My thesis topic is temperance/prohibition so maybe I can shed a little bit of light on the topic. First, temperance and prohibition are two separate things and supporters of one didn’t always support the other. I will be as brief as I can so I do not bore you to death.

Temperance is moral suasion. I will persuade you not to drink.

Prohibition is political. I will make it so you cannot drink (in theory).

The 19th Amendment was passed because the Prohibitionist knew that they were about to lose a lot of power with the upcoming 1920 census. This is the data that we’re Constitutionally bound to use in order to come up with the number of representatives in the House (more on this in a moment). The Drys knew that the 1920 census would tilt the political power in favor of the wets. Any national law they passed would be in grave danger of simple being repealed after 1920. (This is something that happened in other states. Maine, for example, was the first state in the Union to go dry prior to the Civil War but those laws were later repealed and it became wet again.) While a Constitutional Amendment is difficult to pass it is equally difficult to repeal and, in fact, at that time none had ever been repealed.

I could write more about it but I think that pretty much answers your question. And I see that others have already given you pretty much the same answer. Incidentally, after 1920 the U.S. did not reapportion state representatives in the House as they were supposed to do. This did not happen until 1929.

Odesio

odesio-It was the 18th Amendment.

That explains why I’m unable to defend my thesis. Incidentally, any chance we can just keep this error between ourselves and not let the other Dopers know?

Your secret is safe with us, er, I mean, me.

While it is true that the “tax” element of both laws was a ruse, the Marihuana Tax Act Of 1937 did impose a prohibitively expensive tax on anyone other than licensed practitioners such as doctors and pharmacists. The $100 tax assessed for each ounce would, of course have been equivalent to a couple grand in today’s money.

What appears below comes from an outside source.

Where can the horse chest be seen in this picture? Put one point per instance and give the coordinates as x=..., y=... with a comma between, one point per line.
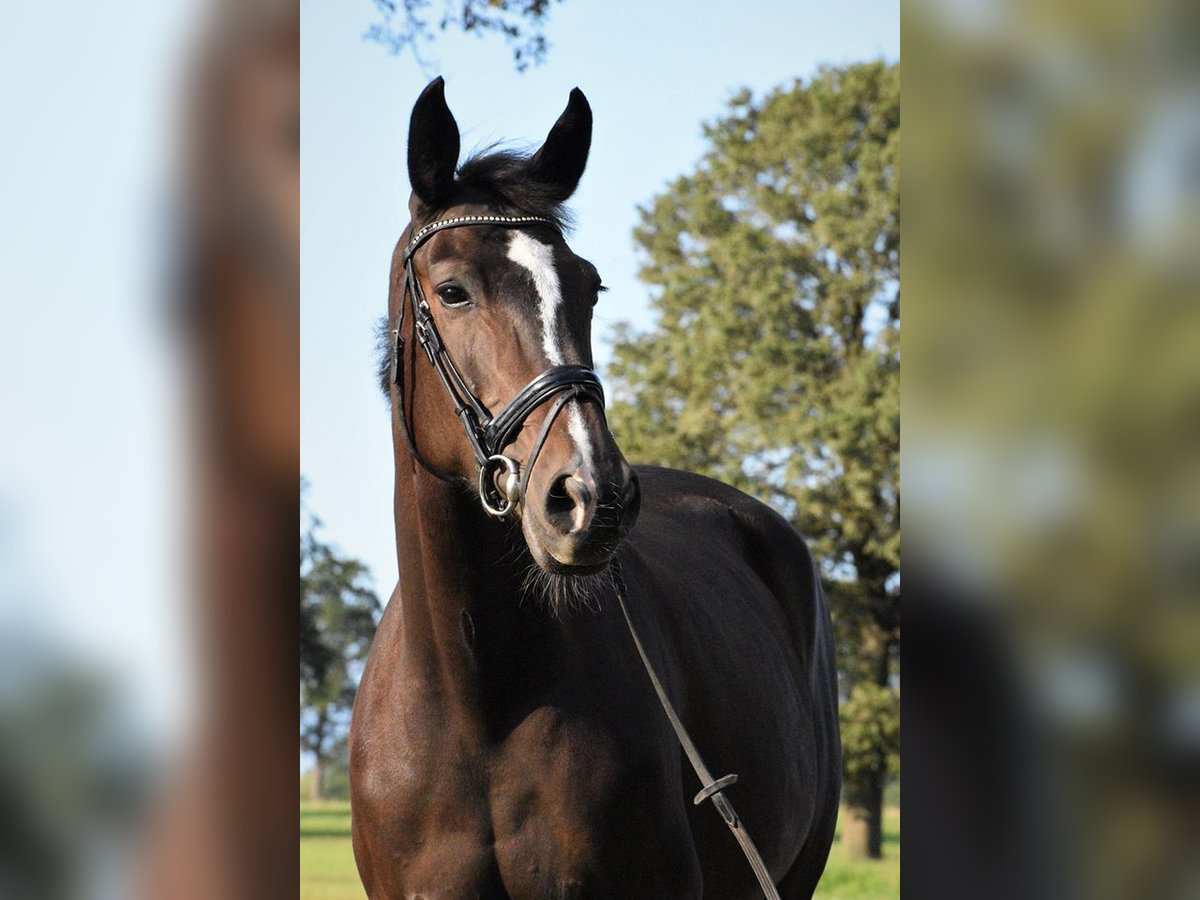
x=558, y=809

Because of NATURAL RIGHTS. In the preamble it states that we have rights that can not be taken away by anyone or anything. like the pursuit of happyness and liberty and the right to life. Notice it is the right to and not the right s of.

Because of NATURAL RIGHTS. In the preamble it states that we have rights that can not be taken away by anyone or anything. like the pursuit of happyness and liberty and the right to life. Notice it is the right to and not the right s of.

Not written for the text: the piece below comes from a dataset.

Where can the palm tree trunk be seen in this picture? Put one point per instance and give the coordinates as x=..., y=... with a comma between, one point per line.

Well, then, 420, I mean Ken420, why was our NATURAL RIGHT to marijuana taken away without a constitutional amendment?

Dude, how many bong hits do you take every day? The bit about “Life, Liberty and the pursuit of Happiness” is from the Declaration of Independence, not the Constitution.

Whew, thanks for the cites.

[Moderator Note]

Exapno Mapcase and Dewey Finn, let’s refrain from insulting remarks directed at other posters. You guys should know better than this. No warning issued.

Colibri
General Questions Moderator

It’s actually amazing how many Americans don’t know this, and believe that the sentence about natural rights, written by Jefferson for the Declaration, also made it way into the Constitution. I teach college history, and i’ve seen this often among my students.

What’s more discouraging is that, when you point out the distinction, plenty of people shrug as if it doesn’t matter. “Declaration. Constitution. It’s all the same time period, right?” This, of course, completely ignores the very different purposes of the two documents, and the very different circumstances of their creation.